Using the Feature Selection node creatively to remove or decapitate perfect predictors>
In this recipe, we will identify perfect or near perfect predictors in order to insure that they do not contaminate our model. Perfect predictors earn their name by being correct 100 percent of the time, usually indicating circular logic and not a prediction of value. It is a common and serious problem.
When this occurs we have accidentally allowed information into the model that could not possibly be known at the time of the prediction. Everyone 30 days late on their mortgage receives a late letter, but receiving a late letter is not a good predictor of lateness because their lateness caused the letter, not the other way around.
The rather colorful term decapitate is borrowed from the data miner Dorian Pyle. It is a reference to the fact that perfect predictors will be found at the top of any list of key drivers ("caput" means head in Latin). Therefore, to decapitate is to remove the variable at the top. Their status at the top of the list will be capitalized upon in this recipe.
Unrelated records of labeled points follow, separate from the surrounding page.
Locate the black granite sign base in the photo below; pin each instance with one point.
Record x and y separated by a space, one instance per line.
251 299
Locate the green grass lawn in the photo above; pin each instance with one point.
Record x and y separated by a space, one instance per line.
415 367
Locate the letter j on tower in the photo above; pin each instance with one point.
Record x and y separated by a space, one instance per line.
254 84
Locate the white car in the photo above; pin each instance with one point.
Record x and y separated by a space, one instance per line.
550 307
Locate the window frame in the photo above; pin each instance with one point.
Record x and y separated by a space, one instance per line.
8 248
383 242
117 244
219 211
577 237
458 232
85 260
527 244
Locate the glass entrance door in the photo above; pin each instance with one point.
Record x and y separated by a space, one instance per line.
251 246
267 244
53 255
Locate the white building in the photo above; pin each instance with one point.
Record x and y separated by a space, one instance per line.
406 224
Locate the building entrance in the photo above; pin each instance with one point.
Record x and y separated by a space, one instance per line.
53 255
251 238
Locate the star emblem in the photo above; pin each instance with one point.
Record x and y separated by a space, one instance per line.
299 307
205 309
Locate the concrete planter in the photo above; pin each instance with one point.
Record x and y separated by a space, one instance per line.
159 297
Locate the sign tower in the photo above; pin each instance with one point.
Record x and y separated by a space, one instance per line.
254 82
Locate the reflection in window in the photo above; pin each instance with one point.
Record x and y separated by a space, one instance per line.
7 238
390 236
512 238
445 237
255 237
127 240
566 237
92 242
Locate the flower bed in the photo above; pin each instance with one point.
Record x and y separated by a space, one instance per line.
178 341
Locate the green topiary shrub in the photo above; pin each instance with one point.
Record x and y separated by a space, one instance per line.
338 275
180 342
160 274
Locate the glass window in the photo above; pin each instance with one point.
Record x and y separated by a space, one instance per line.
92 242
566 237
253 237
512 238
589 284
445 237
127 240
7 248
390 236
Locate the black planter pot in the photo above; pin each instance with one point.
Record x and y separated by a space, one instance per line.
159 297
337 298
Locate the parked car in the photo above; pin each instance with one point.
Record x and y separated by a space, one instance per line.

The following table shows the three time periods; the past, the present, and the future. It is important to remember that, when we are making predictions, we can use information from the past to predict the present or the future but we cannot use information from the future to predict the future. This seems obvious, but it is common to see analysts use information that was gathered after the date for which predictions are made. As an example, if a company sends out a notice after a customer has churned, you cannot say that the notice is predictive of churning.
Getting ready
We will start with a blank stream, and will be using the cup98lrn reduced vars2.txt
data set.
How to do it...
To identify perfect or near-perfect predictors in order to insure that they do not contaminate our model:
- Build a stream with a Source node, a Type node, and a Table then force instantiation by running the Table node.
- Force TARGET_B to be flag and make it the target.
- Add a Feature Selection Modeling node and run it.
- Edit the resulting generated model and examine the results. In particular, focus on the top of the list.
- Review what you know about the top variables, and check to see if any could be related to the target by definition or could possibly be based on information that actually postdates the information in the target.
- Add a CHAID Modeling node, set it to run in Interactive mode, and run it.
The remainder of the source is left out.